I’m sitting in my apartment. It’s just after sunset, when there’s still light outside but everything is painted in blue. My window is open and somewhere nearby someone is playing a guitar. He or she is not doing a very good job of it, but for now I don’t mind.

Today marks the second day with unbelievably hot weather in Sweden. The temperature has risen to beyond 30 degrees Celsius when a couple of days ago it was only half of that. Considering we’ve moved past midsummer and into July I’d say it’s about damn time it got hot.

Do you know what else is about damn time? Just hanging out downtown with no agenda or time schedule. Just standing around and enjoying the city life. Feel the pulse of the city. Eat some ice cream. But that is, of course, the romantic side of me speaking.

The practical side of me says I haven’t gone people watching because it’s a huge waste of time standing around loitering when I could do something else, something productive. And what do I expect is going to happen? I know every nook and cranny around here, there’s nothing to be surprised about.

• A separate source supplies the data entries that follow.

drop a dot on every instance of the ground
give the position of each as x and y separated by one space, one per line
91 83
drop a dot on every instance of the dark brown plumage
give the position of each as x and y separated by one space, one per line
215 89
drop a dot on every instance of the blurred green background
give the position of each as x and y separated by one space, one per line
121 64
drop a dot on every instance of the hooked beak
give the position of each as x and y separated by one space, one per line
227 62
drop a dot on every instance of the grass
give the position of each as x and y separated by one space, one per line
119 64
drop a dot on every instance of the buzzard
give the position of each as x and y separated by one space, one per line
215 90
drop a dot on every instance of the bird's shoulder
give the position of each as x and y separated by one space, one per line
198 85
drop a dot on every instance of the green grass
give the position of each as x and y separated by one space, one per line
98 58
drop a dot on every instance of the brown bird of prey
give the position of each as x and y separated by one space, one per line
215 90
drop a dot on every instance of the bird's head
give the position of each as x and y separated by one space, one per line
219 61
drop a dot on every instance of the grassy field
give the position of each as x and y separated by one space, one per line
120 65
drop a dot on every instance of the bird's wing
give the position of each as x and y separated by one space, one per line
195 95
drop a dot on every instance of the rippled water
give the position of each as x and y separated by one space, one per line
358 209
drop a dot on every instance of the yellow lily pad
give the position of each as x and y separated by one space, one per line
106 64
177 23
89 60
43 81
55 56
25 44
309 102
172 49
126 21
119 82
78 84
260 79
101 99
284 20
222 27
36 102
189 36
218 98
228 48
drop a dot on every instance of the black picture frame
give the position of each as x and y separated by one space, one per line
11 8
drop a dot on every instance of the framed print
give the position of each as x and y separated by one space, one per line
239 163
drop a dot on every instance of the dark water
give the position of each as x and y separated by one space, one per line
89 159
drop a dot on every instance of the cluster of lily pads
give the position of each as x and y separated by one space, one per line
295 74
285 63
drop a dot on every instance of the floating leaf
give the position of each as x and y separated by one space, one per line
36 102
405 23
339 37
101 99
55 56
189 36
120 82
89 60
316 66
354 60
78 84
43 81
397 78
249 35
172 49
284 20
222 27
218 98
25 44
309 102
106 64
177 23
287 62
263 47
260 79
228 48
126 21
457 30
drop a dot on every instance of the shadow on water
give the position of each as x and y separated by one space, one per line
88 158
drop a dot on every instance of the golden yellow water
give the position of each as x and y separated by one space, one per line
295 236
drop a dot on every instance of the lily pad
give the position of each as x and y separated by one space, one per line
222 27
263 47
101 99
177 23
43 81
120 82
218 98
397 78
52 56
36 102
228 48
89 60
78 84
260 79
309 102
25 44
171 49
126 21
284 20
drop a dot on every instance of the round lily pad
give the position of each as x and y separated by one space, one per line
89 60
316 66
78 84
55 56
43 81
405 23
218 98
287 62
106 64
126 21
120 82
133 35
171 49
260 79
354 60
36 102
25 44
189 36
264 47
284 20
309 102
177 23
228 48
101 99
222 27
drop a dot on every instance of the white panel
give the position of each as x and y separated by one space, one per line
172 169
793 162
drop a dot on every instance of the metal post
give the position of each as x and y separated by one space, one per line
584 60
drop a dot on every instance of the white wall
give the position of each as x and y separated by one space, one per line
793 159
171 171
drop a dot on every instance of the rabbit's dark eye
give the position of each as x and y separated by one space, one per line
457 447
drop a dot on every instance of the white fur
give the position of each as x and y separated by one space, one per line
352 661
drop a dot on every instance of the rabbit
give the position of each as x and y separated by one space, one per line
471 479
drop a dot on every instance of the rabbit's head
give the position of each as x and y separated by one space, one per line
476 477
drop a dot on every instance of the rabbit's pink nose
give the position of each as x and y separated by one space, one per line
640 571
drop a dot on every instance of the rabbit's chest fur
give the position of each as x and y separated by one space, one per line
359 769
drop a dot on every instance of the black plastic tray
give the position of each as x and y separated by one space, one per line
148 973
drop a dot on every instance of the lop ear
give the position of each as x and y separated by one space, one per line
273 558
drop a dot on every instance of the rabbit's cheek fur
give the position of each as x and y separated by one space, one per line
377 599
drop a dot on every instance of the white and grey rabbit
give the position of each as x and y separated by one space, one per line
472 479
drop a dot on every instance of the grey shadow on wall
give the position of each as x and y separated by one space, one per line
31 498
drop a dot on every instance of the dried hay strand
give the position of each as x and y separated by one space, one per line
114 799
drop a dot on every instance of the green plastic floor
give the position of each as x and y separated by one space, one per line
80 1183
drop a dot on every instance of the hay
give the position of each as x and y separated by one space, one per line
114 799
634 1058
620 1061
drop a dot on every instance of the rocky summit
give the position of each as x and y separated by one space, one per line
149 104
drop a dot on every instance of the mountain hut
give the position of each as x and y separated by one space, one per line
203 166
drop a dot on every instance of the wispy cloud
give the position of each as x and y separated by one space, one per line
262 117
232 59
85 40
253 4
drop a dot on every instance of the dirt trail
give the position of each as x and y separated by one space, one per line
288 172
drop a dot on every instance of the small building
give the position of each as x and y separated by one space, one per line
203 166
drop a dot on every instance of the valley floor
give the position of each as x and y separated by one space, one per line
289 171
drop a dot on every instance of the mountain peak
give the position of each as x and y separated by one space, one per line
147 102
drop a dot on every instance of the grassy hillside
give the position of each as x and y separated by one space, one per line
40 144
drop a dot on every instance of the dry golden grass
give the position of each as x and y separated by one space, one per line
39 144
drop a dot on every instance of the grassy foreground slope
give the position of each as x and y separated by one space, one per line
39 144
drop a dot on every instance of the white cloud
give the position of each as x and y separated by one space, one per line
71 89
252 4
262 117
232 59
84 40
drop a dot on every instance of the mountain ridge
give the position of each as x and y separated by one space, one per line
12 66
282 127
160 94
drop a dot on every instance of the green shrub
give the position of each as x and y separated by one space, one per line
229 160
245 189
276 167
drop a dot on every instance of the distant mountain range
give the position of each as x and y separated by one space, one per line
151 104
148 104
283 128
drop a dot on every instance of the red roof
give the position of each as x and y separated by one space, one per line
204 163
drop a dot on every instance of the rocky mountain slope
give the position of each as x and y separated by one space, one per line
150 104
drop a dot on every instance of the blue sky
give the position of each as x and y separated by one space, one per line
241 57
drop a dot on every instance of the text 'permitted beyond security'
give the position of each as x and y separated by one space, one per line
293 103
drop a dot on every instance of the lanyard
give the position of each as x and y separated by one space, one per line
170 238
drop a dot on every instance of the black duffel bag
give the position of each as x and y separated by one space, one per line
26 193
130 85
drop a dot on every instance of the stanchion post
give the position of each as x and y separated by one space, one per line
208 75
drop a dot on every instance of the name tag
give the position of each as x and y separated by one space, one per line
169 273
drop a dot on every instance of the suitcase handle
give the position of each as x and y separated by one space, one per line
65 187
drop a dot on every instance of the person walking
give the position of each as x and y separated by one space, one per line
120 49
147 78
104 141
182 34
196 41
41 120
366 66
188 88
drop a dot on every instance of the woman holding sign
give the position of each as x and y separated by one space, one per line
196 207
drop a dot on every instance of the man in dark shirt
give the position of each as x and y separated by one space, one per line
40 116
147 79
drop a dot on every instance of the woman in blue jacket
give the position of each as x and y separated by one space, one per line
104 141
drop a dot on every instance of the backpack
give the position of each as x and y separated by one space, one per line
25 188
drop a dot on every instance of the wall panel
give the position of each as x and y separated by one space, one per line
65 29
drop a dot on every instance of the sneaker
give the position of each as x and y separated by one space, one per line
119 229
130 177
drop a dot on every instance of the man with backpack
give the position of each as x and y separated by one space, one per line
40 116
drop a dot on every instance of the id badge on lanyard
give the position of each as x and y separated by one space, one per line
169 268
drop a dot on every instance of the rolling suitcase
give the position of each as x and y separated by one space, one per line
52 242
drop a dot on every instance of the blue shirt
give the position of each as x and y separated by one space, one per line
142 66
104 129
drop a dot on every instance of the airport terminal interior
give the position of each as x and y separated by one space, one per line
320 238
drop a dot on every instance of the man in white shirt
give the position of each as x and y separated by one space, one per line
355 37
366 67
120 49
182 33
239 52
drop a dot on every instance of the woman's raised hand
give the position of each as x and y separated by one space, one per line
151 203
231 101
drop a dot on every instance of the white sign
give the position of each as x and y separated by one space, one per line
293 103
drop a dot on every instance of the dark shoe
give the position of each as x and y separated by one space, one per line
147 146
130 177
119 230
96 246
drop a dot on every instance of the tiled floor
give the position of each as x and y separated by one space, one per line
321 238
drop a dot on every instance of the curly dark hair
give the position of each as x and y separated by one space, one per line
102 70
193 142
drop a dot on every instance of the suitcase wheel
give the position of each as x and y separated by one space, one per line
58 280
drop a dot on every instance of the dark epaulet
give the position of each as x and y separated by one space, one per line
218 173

I guess it’s something you grow out of.

Like an old pair of shoes the city has lost its splendor.

But during summer a new light shines upon it. It’s easy to fall in love with the city all over again. Surrounded by glistening water and people in all ages enjoying the weather in all their remarkable ways.

I miss the times I could just sit at the pier and share my goals and dreams with my friends. I wish I could contemplate life with some strangers. I wish I could exchange numbers with that cute girl sitting over there. I wish I coul-

God damnit, I just burnt my cinnamon buns in the oven.

Someone should tell that guitarist to stop playing, it’s almost midnight.